World Cancer Day is an international day marked on :4 February to raise awareness of cancer and to encourage its prevention, detection, and treatment. World Cancer Day is led by the Union for International Cancer Control (UICC) to support the goals of the World Cancer Declaration, written in 2008. The primary goal of World Cancer Day is to significantly reduce illness and death caused by cancer and is an opportunity to rally the international community to end the injustice of preventable suffering from cancer. The day is observed by the United Nations.

World Cancer Day targets misinformation, raises awareness, and reduces stigma. Multiple initiatives are run on World Cancer Day to show support for those affected by cancer. One of these movements are #NoHairSelfie, a global movement to have "hairticipants" shave their heads either physically or virtually to show a symbol of courage for those undergoing cancer treatment. Images of participants are then shared all over social media.  Hundreds of events around the world also take place.

History
World Cancer Day was established on 4 February 2000 at the World Cancer Summit Against Cancer for the New Millennium, which was held in Paris.

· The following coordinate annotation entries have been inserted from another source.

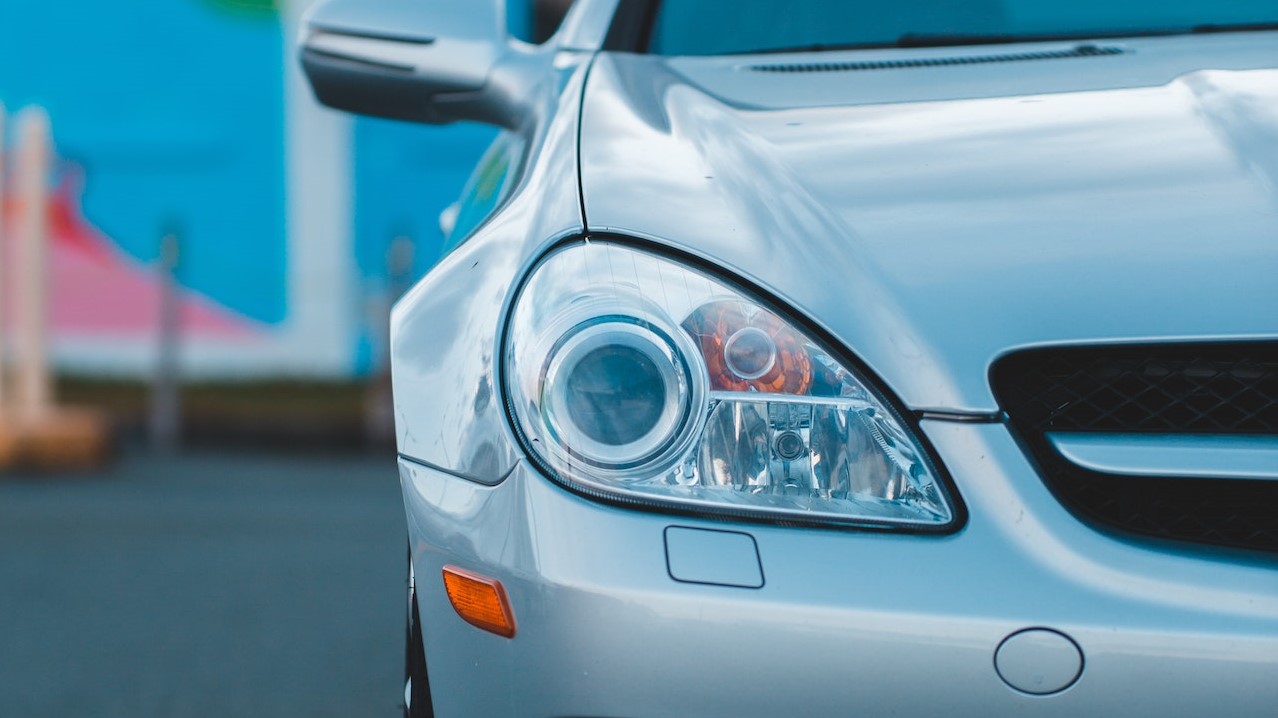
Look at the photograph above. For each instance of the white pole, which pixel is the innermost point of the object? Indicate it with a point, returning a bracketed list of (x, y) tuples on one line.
[(33, 385), (3, 344)]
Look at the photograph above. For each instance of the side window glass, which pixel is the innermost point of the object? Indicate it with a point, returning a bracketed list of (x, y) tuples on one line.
[(488, 187), (536, 21)]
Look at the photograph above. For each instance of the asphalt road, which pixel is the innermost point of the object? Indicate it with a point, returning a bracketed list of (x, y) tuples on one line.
[(215, 585)]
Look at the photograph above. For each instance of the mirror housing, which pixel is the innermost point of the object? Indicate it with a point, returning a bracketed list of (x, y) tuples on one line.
[(431, 61)]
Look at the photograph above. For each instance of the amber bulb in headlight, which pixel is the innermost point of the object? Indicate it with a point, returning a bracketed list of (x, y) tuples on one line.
[(746, 348), (633, 377)]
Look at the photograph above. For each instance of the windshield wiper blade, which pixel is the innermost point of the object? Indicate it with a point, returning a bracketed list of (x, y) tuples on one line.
[(957, 40)]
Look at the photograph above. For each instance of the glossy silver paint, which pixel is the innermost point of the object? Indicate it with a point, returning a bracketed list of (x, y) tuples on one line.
[(929, 222), (846, 622), (932, 233)]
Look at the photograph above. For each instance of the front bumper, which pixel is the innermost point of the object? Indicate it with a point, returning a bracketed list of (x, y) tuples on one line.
[(845, 622)]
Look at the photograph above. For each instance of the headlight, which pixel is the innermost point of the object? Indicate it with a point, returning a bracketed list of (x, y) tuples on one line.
[(635, 378)]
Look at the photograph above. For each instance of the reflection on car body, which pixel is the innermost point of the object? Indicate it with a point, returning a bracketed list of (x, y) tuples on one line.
[(822, 358)]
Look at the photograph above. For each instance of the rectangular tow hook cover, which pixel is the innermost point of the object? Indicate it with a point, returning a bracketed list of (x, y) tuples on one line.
[(706, 556)]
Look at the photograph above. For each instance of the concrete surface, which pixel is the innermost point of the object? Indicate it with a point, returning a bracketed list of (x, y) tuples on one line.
[(203, 585)]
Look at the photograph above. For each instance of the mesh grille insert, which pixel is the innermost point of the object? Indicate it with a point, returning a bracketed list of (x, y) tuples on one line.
[(1213, 389)]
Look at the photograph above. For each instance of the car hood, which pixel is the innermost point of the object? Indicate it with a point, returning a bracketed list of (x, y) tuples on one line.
[(934, 216)]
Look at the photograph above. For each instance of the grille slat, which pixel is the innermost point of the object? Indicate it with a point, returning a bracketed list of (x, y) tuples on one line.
[(1209, 389)]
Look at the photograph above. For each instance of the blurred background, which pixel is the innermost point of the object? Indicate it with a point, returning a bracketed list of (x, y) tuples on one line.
[(237, 548), (295, 226)]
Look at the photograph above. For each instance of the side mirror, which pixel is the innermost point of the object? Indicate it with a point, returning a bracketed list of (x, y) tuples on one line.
[(430, 61)]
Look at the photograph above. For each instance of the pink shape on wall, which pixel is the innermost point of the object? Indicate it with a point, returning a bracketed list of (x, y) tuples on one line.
[(101, 293)]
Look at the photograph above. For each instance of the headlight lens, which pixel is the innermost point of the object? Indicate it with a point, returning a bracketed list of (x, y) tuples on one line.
[(637, 378)]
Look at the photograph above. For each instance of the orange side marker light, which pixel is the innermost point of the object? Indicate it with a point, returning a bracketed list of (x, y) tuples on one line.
[(479, 601)]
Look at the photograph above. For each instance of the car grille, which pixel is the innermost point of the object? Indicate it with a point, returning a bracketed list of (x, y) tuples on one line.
[(1213, 389)]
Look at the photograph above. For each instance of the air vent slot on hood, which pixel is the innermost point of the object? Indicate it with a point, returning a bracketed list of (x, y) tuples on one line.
[(851, 67)]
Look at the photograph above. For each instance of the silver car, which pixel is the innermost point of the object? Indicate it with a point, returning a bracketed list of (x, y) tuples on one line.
[(833, 358)]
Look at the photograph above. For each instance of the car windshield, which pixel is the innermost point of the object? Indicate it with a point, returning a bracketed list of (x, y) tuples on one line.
[(722, 27)]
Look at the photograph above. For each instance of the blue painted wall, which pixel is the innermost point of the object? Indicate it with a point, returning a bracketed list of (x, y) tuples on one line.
[(174, 107)]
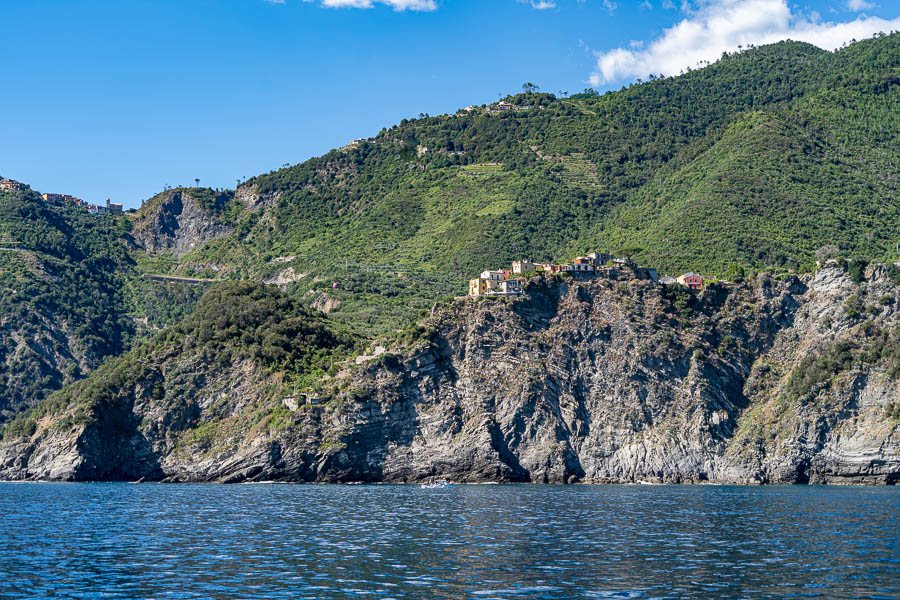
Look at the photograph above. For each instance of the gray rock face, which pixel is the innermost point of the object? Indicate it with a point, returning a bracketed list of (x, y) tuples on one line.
[(576, 381), (178, 223)]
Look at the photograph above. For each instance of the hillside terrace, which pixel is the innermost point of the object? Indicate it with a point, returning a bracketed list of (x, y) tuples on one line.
[(508, 282)]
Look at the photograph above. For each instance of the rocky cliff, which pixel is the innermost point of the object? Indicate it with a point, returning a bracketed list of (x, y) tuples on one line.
[(182, 219), (608, 379)]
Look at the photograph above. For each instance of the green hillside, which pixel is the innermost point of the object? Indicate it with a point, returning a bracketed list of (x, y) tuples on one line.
[(770, 159), (71, 296), (759, 159)]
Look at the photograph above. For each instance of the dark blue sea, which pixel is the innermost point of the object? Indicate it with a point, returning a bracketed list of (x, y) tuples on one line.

The Charter of Paris Against Cancer, which was created to promote research, prevent cancer, improve patient services, also included an article establishing the anniversary of the document's official signing as World Cancer Day, was signed at the Summit by the then General Director of UNESCO, Kōichirō Matsuura, and then French President Jacques Chirac in Paris on 4 February 2000.

World Cancer Day themes 

The theme for the years 2022-2024 is 'Close the care gap' that focuses on eliminating the difference in access to cancer care services faced by populations of various groups of country income, age, gender, ethnicity etc.

The 2019-2021 campaign theme was 'I Am and I Will'. The theme seeks to counter the negative attitude and fatalistic belief that nothing can be done about cancer, and instead promotes how our personal actions can be powerful and impactful.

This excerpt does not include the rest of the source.